Так вот, странные слова про Глиста, сказанные дядей Ваней тогда, над мертвым Котиком, в моем воображении превращались в чудовищ: то в гигантскую траурную сколопендру, передвигающуюся отвратительными судорожными рывками, то в какого-то красного паука, то в белую, как туман, тень, от которой тянуло холодом.
…Дядя Ваня, продолжая ругаться, подозвал к себе Хлюста, здоровенного мокрогубого парня из своих, и сунул ему сотню.
— Иди на кладбище, к Митрофанычу. Скажешь, от меня, отдашь деньги и расскажешь все, как было. Скажи, похоронить надо по-человечески.
Ночью мы, крадучись, несли завернутый в черную шаль труп… Помню белое, как мел, лицо Котика в гробу и могилу, казавшуюся в темноте бездонной ямой. Именно здесь, сидя на маленькой могиле, я впервые, вне дома, пил водку, которую Матаня разливал из огромной четвертной бутыли.
Ночью мне не спалось. Сжимая рукоять острого как бритва туркменского ножа, я вглядывался в темные углы чердака, надеясь что-нибудь заметить, что-то шевелящееся и страшное. Но Глист не пришел. Он не пришел ни завтра, ни послезавтра, ни через неделю. Он пришел на семнадцатый день после похорон Котика.
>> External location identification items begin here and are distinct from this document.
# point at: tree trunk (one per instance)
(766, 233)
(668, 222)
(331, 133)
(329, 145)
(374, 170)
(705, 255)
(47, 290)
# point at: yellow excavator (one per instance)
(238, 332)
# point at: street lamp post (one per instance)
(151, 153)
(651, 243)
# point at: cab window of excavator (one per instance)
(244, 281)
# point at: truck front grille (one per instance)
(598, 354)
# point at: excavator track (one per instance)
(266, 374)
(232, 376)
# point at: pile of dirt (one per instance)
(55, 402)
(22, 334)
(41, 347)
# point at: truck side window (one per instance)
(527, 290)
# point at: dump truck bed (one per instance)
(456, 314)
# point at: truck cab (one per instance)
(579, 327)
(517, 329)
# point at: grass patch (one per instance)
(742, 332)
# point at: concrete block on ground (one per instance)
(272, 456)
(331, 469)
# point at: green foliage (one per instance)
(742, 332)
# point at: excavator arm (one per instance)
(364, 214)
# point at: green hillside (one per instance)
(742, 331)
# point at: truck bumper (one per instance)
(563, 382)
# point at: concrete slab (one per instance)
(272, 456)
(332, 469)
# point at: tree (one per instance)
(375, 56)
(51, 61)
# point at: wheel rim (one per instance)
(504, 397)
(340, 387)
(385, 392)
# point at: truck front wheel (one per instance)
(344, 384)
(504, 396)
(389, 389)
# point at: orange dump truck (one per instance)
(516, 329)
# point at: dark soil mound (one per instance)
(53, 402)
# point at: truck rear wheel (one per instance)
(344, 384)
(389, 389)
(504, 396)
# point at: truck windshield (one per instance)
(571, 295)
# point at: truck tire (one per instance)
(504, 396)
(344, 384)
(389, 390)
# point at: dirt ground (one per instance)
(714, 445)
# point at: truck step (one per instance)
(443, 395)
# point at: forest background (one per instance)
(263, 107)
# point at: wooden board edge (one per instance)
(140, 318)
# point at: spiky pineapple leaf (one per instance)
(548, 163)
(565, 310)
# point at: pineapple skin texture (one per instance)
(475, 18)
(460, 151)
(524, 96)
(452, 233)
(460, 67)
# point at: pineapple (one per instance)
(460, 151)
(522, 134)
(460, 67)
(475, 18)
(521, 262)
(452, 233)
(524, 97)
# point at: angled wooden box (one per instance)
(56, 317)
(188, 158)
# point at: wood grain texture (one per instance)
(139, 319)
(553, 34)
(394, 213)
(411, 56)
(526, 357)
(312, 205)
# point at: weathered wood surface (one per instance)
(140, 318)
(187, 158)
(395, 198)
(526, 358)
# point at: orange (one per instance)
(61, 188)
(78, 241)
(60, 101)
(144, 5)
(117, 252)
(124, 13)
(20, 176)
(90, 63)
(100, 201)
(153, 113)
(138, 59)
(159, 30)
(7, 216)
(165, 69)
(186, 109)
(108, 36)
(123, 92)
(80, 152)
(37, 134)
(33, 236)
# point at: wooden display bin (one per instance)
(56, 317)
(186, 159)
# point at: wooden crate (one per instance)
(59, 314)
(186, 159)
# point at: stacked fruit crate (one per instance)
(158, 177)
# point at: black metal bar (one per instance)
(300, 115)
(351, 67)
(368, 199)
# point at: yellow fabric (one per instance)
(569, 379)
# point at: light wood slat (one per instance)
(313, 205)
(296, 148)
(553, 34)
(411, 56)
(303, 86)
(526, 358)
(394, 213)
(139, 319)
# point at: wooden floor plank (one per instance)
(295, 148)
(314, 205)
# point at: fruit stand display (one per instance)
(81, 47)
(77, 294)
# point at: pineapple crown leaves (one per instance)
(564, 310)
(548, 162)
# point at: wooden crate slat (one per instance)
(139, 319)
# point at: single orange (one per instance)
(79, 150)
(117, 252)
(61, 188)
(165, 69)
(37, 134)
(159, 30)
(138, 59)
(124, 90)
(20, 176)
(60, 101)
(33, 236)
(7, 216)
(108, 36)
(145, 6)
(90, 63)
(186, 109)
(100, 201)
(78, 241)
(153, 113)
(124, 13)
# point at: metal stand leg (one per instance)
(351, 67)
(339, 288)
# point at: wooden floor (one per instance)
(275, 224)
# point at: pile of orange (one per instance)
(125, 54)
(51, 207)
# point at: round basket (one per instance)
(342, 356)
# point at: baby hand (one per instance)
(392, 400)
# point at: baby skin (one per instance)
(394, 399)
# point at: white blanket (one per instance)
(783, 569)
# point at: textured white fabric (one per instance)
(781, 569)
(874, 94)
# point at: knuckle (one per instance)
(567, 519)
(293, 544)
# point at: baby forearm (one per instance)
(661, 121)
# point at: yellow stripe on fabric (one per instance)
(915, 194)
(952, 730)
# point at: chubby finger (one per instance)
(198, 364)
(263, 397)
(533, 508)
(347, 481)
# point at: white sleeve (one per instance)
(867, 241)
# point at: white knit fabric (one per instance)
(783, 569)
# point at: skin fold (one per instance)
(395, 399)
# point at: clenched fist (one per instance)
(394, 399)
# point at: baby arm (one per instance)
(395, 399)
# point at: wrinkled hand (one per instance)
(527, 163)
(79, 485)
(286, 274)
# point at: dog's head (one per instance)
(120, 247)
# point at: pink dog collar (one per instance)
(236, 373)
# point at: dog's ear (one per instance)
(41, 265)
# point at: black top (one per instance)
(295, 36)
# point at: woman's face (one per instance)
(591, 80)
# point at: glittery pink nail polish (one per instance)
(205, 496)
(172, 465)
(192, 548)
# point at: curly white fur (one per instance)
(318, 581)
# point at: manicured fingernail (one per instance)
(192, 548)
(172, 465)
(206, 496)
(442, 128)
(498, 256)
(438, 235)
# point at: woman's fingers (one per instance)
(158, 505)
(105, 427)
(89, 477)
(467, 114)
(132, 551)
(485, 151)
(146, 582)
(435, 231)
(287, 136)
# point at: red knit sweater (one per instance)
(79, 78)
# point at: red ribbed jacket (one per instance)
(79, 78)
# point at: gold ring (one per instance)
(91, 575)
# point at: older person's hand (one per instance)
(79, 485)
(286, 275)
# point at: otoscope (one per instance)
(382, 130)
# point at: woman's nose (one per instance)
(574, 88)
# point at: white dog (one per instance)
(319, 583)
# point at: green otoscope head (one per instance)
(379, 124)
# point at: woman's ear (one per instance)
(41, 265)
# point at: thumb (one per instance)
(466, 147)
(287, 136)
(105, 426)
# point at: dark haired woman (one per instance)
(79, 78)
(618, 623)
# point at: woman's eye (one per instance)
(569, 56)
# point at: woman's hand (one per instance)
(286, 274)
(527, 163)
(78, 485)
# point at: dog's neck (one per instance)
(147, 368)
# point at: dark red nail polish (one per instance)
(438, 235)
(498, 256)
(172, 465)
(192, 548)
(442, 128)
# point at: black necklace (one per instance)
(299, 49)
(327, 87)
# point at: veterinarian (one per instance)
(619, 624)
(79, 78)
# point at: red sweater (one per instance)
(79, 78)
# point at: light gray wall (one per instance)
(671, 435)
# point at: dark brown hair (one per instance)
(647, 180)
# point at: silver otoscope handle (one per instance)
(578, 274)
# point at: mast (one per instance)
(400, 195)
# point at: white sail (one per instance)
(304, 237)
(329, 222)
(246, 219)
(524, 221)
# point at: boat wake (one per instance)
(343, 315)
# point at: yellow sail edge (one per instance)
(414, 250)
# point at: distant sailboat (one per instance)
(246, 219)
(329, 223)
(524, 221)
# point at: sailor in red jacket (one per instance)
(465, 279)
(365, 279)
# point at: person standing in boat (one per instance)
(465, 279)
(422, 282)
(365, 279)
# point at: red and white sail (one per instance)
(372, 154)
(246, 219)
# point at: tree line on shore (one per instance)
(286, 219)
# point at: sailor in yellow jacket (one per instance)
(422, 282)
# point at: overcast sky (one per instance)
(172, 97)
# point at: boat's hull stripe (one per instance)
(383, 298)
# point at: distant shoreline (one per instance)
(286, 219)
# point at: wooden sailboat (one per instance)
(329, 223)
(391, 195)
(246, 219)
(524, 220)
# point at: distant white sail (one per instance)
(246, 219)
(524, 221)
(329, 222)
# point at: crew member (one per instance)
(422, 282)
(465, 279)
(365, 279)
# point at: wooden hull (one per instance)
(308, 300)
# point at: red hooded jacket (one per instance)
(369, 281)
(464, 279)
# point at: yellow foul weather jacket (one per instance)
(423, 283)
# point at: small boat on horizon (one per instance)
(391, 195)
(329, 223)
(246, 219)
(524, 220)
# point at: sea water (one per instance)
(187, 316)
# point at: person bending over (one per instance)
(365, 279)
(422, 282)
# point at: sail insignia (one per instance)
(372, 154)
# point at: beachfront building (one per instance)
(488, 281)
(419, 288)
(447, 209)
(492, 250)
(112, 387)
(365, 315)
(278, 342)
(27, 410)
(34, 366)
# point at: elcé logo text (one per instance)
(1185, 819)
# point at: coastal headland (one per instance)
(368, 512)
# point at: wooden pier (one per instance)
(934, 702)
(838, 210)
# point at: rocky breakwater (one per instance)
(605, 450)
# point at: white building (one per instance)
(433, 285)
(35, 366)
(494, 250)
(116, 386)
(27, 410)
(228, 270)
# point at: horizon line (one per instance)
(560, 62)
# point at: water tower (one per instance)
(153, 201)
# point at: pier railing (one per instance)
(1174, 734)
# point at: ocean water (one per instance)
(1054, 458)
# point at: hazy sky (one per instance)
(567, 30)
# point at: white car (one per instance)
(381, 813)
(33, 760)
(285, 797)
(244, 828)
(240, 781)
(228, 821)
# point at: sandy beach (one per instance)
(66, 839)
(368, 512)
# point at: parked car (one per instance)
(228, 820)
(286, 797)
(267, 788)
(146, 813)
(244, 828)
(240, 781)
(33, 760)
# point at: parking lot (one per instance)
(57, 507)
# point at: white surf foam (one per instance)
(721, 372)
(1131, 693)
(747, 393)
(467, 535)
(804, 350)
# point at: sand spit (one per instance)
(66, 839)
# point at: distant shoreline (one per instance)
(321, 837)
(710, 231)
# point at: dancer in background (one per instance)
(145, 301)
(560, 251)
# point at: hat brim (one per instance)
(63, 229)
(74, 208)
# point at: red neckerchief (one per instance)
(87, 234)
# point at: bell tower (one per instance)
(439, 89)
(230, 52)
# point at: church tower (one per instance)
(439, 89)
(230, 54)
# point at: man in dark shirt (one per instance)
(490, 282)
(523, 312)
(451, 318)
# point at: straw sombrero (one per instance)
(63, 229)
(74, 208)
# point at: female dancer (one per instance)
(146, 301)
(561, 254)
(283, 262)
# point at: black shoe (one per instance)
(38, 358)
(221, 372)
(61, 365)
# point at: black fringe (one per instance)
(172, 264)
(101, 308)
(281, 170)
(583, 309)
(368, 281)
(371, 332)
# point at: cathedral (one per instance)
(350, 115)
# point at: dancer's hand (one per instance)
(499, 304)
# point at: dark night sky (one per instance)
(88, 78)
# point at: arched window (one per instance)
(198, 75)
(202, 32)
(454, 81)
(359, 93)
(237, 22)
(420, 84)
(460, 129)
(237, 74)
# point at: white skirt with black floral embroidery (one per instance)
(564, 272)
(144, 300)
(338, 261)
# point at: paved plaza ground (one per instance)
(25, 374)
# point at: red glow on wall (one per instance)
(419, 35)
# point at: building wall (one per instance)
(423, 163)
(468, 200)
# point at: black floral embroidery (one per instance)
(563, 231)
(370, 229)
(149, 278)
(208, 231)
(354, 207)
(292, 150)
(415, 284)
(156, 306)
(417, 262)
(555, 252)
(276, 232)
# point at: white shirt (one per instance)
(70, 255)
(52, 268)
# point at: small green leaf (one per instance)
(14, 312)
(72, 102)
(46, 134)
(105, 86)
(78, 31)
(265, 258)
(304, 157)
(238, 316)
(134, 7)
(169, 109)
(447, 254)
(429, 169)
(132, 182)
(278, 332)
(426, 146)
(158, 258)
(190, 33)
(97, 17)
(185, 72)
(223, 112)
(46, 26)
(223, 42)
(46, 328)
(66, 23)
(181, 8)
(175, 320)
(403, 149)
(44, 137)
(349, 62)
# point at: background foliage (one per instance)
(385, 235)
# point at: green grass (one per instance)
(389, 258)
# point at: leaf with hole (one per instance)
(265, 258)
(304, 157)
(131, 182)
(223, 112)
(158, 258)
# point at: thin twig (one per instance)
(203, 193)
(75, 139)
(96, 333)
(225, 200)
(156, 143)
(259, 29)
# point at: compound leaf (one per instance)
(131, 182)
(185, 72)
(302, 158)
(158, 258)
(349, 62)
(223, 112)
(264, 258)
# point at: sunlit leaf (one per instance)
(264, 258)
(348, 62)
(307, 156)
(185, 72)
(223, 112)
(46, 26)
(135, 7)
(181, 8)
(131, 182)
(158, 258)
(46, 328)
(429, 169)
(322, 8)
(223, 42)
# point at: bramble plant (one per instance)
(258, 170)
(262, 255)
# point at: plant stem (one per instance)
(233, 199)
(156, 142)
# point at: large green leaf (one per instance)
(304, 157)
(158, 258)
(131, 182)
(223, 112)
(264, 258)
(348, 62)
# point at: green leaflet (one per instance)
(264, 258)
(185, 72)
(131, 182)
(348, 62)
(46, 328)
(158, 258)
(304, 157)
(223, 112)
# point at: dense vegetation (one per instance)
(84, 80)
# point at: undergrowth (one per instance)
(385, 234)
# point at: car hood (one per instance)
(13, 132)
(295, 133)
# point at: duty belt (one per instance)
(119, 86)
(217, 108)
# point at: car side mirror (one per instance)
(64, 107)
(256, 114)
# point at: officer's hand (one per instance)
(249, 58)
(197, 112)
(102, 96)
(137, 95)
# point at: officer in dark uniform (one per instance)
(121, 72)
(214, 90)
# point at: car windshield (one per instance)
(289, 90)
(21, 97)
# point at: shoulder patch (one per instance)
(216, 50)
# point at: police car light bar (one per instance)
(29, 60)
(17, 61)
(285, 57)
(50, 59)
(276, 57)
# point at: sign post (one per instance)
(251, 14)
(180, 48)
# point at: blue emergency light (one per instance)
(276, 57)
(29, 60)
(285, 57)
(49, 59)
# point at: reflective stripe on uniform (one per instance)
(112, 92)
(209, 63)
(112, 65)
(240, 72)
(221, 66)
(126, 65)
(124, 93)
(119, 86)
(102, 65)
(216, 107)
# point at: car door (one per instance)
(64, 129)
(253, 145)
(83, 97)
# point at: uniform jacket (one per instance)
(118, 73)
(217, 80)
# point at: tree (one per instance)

Сначала я услышал содрогание пожарной лестницы. Потом в квадрате окна на фоне звездного неба возникла абсолютно черная фигура, вроде бы человеческая. Там, где было лицо или морда, зловеще блеснули зеленые искры. Как я понял после, — очки.
Я кинулся… Нет, пополз на животе к взрослым. Дядя Ваня криво улыбнулся и разбудил своих.
Черный долго стоял неподвижно, прислушиваясь к звукам и всматриваясь в темноту, а потом плавно и совершенно бесшумно нырнул на чердак.
Самое страшное было в этой бесшумности. Он как будто не шел по хрустящему шлаку, а парил.
Черный остановился около спящих ребят, и в его руке блеснул узенький и острый, как игла, лучик света. Запахло чем-то приторно-сладким, и звякнуло что-то металлическое.
В этот момент дядя Ваня метнул нож. Я много раз видел, как бросают ножи, сам мог метнуть нож или топор, но такого броска я не видел никогда. Нож воткнулся в яремную ямку. Черный захрипел. С его головы что-то слетело, и она стала похожа на огромный белый одуванчик.
Вспыхнули фонари.
Это был альбинос среднего роста, с громадной шевелюрой белых, как вата, волос. Красные кроличьи глаза. Но в выражении глаз и лица было что-то больное и одновременно приторно-ласковое и безумное. Он еще успел прохрипеть:
— Я не могу без крови. Я…
Гиена! Да, он тоже был гиеной. Как Стальной и еще те, другие, которые попадались мне на длинном пути…
3
После этого случая Матаня отвел нас куда-то в старый город. Огромный дом с окнами внутрь поросшего зарослями двора был обнесен высоким глиняным дувалом. По углам двора высились две могучие чинары и густая зелень. Из широких зубчатых листьев делали долму — что-то очень похожее на наши голубцы. В другом углу, помолясь Аллаху или еще кому-то, резали баранов, и тогда по всему двору разносился запах шашлыков, люля, горячего уксуса, перца и особый, ни с чем не сравнимый запах плова.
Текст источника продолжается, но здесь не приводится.